ADCA: Attention-Driven Multi-Party Collusion Attack in Federated Self-Supervised Learning
Jiayao Wang, Yiping Zhang, Jiale Zhang, Wenliang Yuan, Qilin Wu, Junwu Zhu, Dongfang Zhao
TL;DR
This work addresses backdoor threats in Federated Self-Supervised Learning by introducing ADCA, a two-stage attack leveraging distributed trigger decomposition and an attention-driven malicious alliance to preserve backdoor signals during aggregation. By decomposing a global trigger into local parts and using cross-attention to fuse malicious updates, ADCA achieves strong ASR while maintaining ACC, outperforming centralized-trigger baselines across multiple datasets and SSL methods. The authors demonstrate ADCA’s effectiveness, stability under non-IID data and varying client counts, and robustness against several defenses, highlighting a critical need for defense strategies tailored to distributed backdoor tactics in FSSL. Overall, ADCA reveals a substantial vulnerability in FSSL pipelines and provides a rigorous experimental demonstration of how distributed backdoors can persist and evade standard defenses, informing future defense research and secure FSSL design.
Abstract
Federated Self-Supervised Learning (FSSL) integrates the privacy advantages of distributed training with the capability of self-supervised learning to leverage unlabeled data, showing strong potential across applications.

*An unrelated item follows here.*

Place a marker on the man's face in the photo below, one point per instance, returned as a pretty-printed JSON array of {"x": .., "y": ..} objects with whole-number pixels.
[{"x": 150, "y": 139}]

However, recent studies have shown that FSSL is also vulnerable to backdoor attacks. Existing attacks are limited by their trigger design, which typically employs a global, uniform trigger that is easily detected, gets diluted during aggregation, and lacks robustness in heterogeneous client environments. To address these challenges, we propose the Attention-Driven multi-party Collusion Attack (ADCA). During local pre-training, malicious clients decompose the global trigger to find optimal local patterns. Subsequently, these malicious clients collude to form a malicious coalition and establish a collaborative optimization mechanism within it. In this mechanism, each submits its model updates, and an attention mechanism dynamically aggregates them to explore the best cooperative strategy. The resulting aggregated parameters serve as the initial state for the next round of training within the coalition, thereby effectively mitigating the dilution of backdoor information by benign updates. Experiments on multiple FSSL scenarios and four datasets show that ADCA significantly outperforms existing methods in Attack Success Rate (ASR) and persistence, proving its effectiveness and robustness.